Bei der Möglichkeit einer Ausschlagung ist allerdings immer zu beachten, dass allein das Interesse des Behinderten und nicht das Interesse der Allgemeinheit, möglichst wenig für ihn aufwenden zu müssen, entscheidend ist.

b.
Bei der Einsetzung als Vorerben ist insbesondere darauf zu achten, dass der behinderte Erbe nicht von den Beschränkungen der Vorerbschaft befreit wird. Sollte es sich im Ergebnis um einen befreiten Vorerben handeln, so entstünde eine mittelbare Zugriffsmöglichkeit durch den Träger der Sozialhilfe.

c.
Bei der Auswahl des Testamentsvollstreckers ist besonders darauf zu achten, dass er nicht jetzt oder später auch der Betreuer des Behinderten ist oder wird. Dies wird von manchen Vormundschaftsgerichten mit Hinweis auf die Personenidentität abgelehnt.

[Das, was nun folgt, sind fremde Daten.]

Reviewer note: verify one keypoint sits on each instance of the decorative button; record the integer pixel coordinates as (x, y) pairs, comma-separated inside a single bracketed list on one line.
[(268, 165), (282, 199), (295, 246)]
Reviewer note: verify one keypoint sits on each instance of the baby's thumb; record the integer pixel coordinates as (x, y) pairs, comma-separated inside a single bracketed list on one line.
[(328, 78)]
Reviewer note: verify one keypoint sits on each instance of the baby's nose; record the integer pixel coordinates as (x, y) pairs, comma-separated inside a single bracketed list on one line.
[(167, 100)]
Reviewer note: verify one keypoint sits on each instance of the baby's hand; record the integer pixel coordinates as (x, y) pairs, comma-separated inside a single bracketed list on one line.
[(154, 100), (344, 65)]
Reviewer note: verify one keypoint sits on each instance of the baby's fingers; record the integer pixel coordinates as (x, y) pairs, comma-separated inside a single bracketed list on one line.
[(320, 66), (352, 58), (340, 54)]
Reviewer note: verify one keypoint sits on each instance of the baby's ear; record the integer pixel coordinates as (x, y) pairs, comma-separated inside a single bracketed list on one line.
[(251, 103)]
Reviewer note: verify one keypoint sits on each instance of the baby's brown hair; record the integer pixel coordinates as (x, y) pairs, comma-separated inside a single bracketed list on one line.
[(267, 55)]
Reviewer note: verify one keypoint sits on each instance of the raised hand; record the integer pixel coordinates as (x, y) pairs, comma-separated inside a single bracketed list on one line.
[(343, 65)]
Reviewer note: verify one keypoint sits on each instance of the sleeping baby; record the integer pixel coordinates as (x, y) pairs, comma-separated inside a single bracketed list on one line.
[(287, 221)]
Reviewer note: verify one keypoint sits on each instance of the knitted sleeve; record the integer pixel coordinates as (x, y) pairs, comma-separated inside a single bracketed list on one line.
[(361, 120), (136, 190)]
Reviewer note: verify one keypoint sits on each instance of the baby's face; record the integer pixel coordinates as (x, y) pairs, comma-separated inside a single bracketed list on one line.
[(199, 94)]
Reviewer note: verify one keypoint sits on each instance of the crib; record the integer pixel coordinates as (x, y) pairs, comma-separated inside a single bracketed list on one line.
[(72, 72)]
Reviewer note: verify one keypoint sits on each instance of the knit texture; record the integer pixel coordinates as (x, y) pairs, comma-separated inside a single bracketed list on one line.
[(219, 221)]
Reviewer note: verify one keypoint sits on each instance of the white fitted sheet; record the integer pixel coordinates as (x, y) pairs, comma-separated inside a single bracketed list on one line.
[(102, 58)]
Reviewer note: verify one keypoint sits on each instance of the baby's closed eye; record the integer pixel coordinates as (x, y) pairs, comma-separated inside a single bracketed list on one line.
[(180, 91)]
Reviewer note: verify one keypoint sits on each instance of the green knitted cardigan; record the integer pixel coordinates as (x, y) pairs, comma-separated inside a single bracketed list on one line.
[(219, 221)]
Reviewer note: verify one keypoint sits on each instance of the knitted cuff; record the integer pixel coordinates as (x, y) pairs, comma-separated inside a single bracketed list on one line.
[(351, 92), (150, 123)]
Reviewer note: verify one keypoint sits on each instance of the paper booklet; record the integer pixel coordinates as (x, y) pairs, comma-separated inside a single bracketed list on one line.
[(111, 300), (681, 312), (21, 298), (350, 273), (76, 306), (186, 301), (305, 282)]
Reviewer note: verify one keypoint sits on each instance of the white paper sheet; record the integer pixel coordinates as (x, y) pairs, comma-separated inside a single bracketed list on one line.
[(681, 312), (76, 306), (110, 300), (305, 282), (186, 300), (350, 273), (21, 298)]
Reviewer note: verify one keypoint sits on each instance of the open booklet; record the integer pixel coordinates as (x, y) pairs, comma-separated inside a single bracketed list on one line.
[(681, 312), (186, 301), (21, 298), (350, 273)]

2. Vermächtnislösung (weniger empfehlenswert)

Die Vermächtnislösung ähnelt im Ergebnis der Lösung bezüglich der Vor- und Nacherbschaft. Hier wird dem behinderten Kind anstelle einer Vorerbschaft ein Vorvermächtnis zugewendet. Weiterhin ist dann natürlich ein Nachvermächtnisnehmer erforderlich.

Die einzelnen Voraussetzungen dieser Lösung sind:

a.
Auch das Vorvermächtnis muss wesentlich höher als der Pflichtteil sein. Dies geschieht aus den gleichen Gründen wie bei der Vor- und Nacherbschaftslösung.

b.
Auch bei der Auswahl des Testamentsvollstreckers ist darauf zu achten, dass er nicht jetzt oder später Betreuer des Behinderten ist oder sein wird.

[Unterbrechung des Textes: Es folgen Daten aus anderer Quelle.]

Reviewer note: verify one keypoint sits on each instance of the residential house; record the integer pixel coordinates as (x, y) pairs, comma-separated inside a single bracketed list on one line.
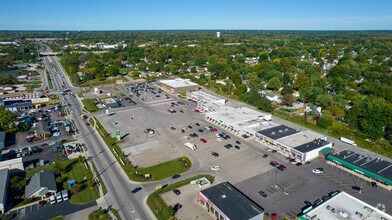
[(4, 180), (42, 184), (42, 129)]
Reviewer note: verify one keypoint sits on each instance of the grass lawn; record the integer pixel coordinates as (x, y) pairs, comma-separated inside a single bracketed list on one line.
[(159, 207), (57, 218), (73, 169), (162, 170), (89, 104), (100, 214)]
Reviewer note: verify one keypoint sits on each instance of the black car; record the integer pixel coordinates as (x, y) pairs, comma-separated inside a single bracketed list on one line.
[(177, 192), (215, 154), (176, 176), (136, 189)]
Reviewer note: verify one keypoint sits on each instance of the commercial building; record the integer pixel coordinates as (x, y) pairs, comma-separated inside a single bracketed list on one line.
[(302, 145), (4, 180), (224, 201), (42, 184), (2, 139), (178, 85), (374, 168), (343, 206)]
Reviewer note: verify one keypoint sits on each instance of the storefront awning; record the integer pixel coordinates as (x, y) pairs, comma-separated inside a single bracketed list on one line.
[(201, 198)]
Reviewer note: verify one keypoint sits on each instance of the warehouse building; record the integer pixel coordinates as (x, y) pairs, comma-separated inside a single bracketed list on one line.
[(224, 201), (341, 205), (374, 168), (177, 85), (302, 145)]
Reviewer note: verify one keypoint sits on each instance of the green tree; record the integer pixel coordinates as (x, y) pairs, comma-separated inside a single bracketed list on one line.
[(274, 83)]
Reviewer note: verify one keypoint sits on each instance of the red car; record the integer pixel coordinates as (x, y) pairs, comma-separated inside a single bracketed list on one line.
[(282, 166)]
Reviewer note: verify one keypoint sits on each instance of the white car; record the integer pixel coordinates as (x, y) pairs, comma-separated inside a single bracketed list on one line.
[(215, 168), (318, 170)]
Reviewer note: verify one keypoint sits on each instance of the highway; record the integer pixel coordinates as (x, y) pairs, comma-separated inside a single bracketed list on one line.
[(117, 183)]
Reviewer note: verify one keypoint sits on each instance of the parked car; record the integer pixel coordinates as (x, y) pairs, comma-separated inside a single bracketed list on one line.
[(284, 192), (177, 192), (263, 194), (215, 154), (137, 189), (215, 168)]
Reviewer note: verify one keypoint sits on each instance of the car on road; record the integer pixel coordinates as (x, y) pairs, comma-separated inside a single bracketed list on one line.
[(284, 192), (177, 192), (177, 206), (215, 168), (263, 194), (176, 176), (318, 170), (137, 189), (215, 154)]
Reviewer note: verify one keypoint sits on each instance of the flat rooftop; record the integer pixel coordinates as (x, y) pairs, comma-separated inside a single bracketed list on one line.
[(177, 83), (232, 202), (300, 138), (278, 132), (345, 204), (315, 144), (374, 165)]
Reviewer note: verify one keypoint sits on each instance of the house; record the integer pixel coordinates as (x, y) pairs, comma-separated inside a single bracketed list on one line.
[(313, 109), (297, 105), (2, 140), (42, 129), (4, 180), (273, 98), (42, 184)]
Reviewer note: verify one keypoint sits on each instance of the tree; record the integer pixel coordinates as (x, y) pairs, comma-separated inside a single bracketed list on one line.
[(288, 99), (287, 90), (274, 83), (323, 122)]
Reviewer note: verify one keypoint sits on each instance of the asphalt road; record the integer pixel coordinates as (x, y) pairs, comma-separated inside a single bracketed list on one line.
[(117, 183)]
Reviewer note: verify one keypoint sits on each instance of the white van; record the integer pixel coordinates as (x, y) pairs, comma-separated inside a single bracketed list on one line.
[(52, 200)]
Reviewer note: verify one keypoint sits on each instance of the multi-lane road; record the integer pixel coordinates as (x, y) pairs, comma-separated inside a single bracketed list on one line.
[(117, 183)]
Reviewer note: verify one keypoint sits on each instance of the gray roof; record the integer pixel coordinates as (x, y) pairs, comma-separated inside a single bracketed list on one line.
[(42, 127), (43, 180), (232, 202), (304, 148), (2, 136), (3, 184), (278, 132)]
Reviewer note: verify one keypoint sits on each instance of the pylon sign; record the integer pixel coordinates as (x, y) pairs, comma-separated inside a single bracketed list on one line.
[(118, 136)]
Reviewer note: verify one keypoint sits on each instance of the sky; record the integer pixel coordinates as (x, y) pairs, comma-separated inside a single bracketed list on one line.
[(196, 14)]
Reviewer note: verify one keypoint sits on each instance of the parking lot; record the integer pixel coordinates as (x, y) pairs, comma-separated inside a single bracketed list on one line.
[(48, 211)]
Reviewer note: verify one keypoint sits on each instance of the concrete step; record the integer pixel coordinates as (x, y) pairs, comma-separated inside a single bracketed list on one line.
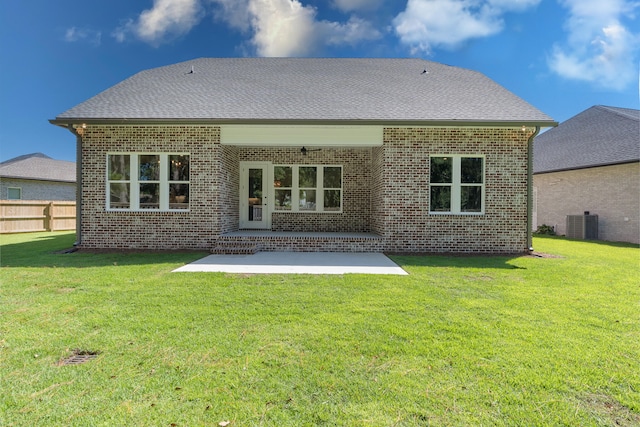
[(231, 247)]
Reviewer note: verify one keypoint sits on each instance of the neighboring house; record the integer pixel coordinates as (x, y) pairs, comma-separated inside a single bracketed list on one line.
[(395, 155), (37, 177), (591, 163)]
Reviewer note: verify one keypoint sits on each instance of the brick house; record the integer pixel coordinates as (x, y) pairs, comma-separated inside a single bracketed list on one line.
[(37, 177), (395, 155), (591, 163)]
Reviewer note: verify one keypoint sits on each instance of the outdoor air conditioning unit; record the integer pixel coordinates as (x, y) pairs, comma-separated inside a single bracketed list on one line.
[(582, 226)]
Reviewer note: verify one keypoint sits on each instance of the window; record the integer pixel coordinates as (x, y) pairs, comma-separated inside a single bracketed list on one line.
[(148, 182), (307, 188), (14, 193), (456, 184)]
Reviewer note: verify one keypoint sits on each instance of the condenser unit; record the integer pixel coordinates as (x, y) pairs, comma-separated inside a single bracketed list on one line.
[(582, 226)]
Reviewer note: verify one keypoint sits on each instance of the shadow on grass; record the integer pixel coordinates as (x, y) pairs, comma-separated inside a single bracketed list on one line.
[(462, 261), (591, 242), (51, 250)]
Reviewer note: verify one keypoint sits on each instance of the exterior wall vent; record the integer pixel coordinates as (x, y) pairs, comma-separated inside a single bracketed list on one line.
[(582, 226)]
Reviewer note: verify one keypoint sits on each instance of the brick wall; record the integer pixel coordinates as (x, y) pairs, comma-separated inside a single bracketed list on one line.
[(385, 190), (611, 192), (407, 224), (152, 230)]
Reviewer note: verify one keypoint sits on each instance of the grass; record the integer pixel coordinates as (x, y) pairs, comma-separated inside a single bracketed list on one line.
[(460, 341)]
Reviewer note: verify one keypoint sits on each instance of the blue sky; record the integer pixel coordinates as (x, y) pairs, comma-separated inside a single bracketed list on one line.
[(562, 56)]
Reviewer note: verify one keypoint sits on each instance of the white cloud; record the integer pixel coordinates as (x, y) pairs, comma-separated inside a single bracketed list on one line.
[(352, 5), (166, 20), (288, 28), (599, 48), (425, 24), (75, 34)]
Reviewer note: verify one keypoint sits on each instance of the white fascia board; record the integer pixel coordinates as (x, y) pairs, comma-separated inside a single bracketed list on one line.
[(301, 135)]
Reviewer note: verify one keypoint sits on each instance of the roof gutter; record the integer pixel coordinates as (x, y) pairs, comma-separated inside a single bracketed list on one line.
[(69, 122), (530, 189)]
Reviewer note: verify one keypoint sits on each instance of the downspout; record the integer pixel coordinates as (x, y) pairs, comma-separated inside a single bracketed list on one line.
[(78, 135), (530, 189)]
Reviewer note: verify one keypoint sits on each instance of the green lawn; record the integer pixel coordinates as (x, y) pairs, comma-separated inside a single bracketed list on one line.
[(461, 341)]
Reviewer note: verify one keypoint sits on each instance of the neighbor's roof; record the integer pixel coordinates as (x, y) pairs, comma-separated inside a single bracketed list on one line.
[(246, 90), (40, 167), (598, 136)]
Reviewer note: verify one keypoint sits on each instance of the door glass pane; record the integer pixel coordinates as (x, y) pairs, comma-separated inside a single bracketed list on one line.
[(283, 200), (471, 170), (471, 199), (332, 177), (307, 178), (255, 194), (178, 168), (332, 200), (119, 196), (441, 170), (119, 167), (149, 168), (149, 196), (307, 200), (440, 198), (282, 176)]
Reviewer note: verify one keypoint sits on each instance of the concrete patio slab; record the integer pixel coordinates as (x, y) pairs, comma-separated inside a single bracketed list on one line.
[(297, 263)]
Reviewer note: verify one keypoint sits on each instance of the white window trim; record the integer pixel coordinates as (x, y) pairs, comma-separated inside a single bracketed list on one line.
[(295, 190), (456, 184), (134, 183), (19, 193)]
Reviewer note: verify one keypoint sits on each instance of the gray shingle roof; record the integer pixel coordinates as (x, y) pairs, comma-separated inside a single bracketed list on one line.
[(307, 89), (39, 167), (597, 136)]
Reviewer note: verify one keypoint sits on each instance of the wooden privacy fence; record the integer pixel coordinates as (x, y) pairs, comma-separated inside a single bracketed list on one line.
[(19, 216)]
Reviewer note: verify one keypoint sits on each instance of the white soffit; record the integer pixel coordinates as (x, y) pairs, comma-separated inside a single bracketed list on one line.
[(299, 135)]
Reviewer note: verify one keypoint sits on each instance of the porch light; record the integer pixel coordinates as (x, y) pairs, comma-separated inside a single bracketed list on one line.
[(305, 150)]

Für die Vermächtnislösung spricht, dass der Vorerbe zugunsten des Nacherben mit Verfügungsbeschränkungen sowie Kontroll- und Sicherungsverpflichtungen belastet wird.

Gegen diese Lösung spricht, dass der Vermächtnisnehmer nur einen Anspruch gegen den Erben hat. Bei einer Einsetzung als Vorerben hat er eine dingliche Berechtigung am Nachlass, was im Ergebnis für die Vor- und Nacherbschaftslösung spricht.

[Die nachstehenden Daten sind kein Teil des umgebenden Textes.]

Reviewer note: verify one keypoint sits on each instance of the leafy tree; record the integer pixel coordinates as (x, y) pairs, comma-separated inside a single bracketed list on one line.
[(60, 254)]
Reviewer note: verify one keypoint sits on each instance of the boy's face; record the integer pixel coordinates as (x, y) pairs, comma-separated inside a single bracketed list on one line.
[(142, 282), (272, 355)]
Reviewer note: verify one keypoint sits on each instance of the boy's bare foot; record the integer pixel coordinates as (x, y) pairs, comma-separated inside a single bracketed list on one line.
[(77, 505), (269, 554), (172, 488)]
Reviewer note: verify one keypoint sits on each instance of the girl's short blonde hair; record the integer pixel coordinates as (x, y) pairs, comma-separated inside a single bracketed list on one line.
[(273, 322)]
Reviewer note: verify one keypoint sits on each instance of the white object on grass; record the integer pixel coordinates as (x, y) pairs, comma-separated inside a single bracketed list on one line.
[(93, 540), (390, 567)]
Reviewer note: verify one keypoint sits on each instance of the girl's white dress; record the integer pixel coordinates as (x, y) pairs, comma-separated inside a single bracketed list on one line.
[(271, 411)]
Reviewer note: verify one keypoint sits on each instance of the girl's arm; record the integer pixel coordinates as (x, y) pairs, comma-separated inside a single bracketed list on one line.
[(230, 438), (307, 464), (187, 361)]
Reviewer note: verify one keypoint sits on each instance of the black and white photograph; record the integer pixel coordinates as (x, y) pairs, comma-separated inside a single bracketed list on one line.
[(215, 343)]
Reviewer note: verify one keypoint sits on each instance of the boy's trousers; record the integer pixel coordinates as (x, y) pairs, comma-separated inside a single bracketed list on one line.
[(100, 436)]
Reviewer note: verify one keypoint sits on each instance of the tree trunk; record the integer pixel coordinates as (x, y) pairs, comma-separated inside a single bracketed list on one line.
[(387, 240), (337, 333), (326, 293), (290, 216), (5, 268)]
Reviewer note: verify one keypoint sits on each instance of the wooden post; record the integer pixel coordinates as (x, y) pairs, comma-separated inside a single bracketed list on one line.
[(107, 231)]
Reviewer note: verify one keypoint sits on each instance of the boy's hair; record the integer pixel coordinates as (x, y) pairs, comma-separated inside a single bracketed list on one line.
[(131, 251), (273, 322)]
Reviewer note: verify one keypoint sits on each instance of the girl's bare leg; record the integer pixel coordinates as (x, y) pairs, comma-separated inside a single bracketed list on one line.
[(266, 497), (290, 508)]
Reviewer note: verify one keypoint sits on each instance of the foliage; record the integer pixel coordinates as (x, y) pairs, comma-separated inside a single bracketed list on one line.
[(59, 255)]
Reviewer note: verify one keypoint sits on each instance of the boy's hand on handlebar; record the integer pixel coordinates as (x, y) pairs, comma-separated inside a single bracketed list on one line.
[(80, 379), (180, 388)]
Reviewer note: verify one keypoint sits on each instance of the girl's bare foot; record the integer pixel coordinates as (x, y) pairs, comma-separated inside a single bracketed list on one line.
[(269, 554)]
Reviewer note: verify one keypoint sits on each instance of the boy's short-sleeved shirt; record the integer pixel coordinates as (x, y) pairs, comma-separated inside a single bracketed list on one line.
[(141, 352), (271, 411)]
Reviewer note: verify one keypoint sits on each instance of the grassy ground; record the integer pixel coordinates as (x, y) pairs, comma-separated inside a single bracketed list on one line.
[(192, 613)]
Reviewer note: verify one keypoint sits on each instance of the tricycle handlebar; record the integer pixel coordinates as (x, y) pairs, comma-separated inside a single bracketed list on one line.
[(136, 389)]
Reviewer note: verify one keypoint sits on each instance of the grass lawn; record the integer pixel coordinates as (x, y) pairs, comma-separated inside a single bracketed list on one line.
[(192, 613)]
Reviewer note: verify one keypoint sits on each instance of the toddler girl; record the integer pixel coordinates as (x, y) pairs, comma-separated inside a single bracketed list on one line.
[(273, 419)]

3. Auflagelösung (weniger empfehlenswert)

Es besteht auch die Möglichkeit, nur die gesunden Kinder als Erben einzusetzen. Diese würden dann mit der Auflage beschwert, dem Behinderten seine Lebensqualität verbessernder laufende Zuwendungen nach freiem Ermessen zukommen zu lassen.

Gegen diese Lösung spricht, dass so ein Pflichtteilsergänzungsanspruch entsteht, der vom Sozialhilfeträger gegenüber den Erben geltend gemacht werden kann. Auflageleistungen sind nämlich nicht auf den Pflichtteilsanspruch anzurechnen.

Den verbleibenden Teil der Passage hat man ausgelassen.